Beyond that, you need to figure out what the board is doing enough to be able to discern what the chip is doing, it's type, and pin count, orientation, and then start comparing what you believe it is to datasheets and see if you find something that seems to match everything.
 

Bernard

Joined Aug 7, 2008
5,524
I look for polarized caps - sign. If several - are common, pretty sure it is power supply common.
Almost always there are exceptions.
 

jpanhalt

Joined Jan 18, 2008
9,419
Beyond that, you need to figure out what the board is doing enough to be able to discern what the chip is doing, it's type, and pin count, orientation, and then start comparing what you believe it is to datasheets and see if you find something that seems to match everything.
Are you serious? If you have the datasheet, why do any of the preceding?
 

andrewmm

Joined Feb 25, 2011
323
From what I read of the OP,

The test was measure the resistance from a known ground and Vcc to an unknown pin on a chip.

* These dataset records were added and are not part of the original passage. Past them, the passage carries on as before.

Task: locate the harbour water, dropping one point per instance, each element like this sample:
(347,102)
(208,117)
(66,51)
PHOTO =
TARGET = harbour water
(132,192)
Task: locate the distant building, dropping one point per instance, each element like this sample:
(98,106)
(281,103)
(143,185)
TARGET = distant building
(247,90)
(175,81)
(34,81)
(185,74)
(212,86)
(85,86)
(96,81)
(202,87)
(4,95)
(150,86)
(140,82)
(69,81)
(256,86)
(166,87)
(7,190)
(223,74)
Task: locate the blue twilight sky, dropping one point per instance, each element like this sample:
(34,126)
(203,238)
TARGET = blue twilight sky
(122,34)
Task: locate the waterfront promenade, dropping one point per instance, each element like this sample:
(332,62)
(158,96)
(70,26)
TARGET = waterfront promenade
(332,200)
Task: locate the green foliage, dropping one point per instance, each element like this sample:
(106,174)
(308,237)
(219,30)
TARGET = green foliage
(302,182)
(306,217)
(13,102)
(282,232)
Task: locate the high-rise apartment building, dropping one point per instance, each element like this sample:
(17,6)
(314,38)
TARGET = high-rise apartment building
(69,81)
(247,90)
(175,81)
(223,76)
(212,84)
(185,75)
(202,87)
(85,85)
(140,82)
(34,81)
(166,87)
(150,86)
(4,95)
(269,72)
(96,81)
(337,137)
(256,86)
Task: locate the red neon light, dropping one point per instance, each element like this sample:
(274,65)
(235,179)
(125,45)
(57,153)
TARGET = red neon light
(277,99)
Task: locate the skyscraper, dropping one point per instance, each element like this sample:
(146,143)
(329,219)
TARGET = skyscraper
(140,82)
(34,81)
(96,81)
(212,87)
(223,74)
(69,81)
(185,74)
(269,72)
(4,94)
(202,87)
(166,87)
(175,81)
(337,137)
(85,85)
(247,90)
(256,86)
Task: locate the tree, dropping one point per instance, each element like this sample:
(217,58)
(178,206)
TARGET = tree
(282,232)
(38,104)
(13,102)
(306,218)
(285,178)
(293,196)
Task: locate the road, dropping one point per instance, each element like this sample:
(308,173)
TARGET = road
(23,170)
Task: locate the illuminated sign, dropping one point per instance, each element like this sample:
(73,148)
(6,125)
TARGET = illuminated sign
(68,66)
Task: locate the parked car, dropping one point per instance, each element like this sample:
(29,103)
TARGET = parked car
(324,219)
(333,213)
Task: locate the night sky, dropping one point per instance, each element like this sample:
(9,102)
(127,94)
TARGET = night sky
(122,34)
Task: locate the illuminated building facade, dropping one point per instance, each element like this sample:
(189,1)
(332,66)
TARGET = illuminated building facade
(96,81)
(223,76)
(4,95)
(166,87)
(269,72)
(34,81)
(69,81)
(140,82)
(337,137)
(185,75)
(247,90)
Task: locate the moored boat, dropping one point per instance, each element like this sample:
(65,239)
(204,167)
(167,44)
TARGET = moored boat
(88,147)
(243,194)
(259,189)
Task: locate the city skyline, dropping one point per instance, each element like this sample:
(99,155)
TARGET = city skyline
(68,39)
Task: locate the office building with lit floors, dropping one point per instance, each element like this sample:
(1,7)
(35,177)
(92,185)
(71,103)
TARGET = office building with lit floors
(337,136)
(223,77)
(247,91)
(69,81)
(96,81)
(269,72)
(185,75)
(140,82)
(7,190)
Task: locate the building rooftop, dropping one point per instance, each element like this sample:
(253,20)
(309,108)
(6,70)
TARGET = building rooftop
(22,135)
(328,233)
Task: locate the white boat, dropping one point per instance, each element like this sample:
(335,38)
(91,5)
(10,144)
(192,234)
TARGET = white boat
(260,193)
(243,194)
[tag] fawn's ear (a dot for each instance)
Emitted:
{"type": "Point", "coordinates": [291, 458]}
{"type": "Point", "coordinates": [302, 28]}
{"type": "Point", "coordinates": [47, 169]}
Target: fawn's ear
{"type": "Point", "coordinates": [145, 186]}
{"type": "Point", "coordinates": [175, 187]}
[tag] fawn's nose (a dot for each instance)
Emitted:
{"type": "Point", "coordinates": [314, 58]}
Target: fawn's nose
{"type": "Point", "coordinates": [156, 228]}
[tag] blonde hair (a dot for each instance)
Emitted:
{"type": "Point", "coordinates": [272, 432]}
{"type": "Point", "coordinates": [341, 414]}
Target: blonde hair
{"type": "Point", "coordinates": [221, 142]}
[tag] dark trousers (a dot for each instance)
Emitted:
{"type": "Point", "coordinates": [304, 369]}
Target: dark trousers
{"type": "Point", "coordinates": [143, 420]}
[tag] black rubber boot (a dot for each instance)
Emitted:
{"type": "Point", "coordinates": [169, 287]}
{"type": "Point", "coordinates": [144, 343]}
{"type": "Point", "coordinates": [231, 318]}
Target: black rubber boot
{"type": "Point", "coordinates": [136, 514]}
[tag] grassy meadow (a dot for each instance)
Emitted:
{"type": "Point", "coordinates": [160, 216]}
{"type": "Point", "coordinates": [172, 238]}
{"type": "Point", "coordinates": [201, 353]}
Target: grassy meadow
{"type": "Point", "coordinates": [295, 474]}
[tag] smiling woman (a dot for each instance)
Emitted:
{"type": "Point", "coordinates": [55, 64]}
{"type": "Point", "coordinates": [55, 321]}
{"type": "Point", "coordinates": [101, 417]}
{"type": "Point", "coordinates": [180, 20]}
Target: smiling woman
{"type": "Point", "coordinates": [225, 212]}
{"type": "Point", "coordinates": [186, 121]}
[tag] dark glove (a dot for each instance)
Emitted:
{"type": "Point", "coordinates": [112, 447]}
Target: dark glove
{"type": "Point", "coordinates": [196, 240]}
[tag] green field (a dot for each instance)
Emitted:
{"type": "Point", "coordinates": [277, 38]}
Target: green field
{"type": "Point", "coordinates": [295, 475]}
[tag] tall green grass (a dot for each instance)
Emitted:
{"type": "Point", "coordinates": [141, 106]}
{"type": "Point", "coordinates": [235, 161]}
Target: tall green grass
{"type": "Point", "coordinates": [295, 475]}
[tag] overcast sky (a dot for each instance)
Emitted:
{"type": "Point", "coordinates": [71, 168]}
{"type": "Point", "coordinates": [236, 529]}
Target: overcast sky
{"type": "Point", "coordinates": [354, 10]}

If it reads "zero" from ground to that pin and a higher resistance from Vcc to that pin, its liable to be a copper connection between the gnd and that pin, its a ground,

conversely,

If it reads "zero" from Vcc to that pin and a higher resistance from Ground to that pin, its liable to be a copper connection between the Vcc and that pin, its a Vcc,

Now how the original video "knew" a Vcc and a ground to test against, is open to debate, but it sounds a fairly simple and reliable test to me.

You could improve it by reversing the meter and test again, to detect a diode, but most "all" meters would not read a forward biased diode as zero.
 

jpanhalt

Joined Jan 18, 2008
9,419
From what I read of the OP,

The test was measure the resistance from a known ground and Vcc to an unknown pin on a chip.

If it reads "zero" from ground to that pin and a higher resistance from Vcc to that pin, its liable to be a copper connection between the gnd and that pin, its a ground,

conversely,

If it reads "zero" from Vcc to that pin and a higher resistance from Ground to that pin, its liable to be a copper connection between the Vcc and that pin, its a Vcc,

Now how the original video "knew" a Vcc and a ground to test against, is open to debate, but it sounds a fairly simple and reliable test to me.

You could improve it by reversing the meter and test again, to detect a diode, but most "all" meters would not read a forward biased diode as zero.
Yes, it is likely the first instance is a "grounded" pin. But that does not extend to it being power ground, i.e., "GND pin," which is how I and most here seem to read the OP. Similarly, pins can be tied high and not be VCC.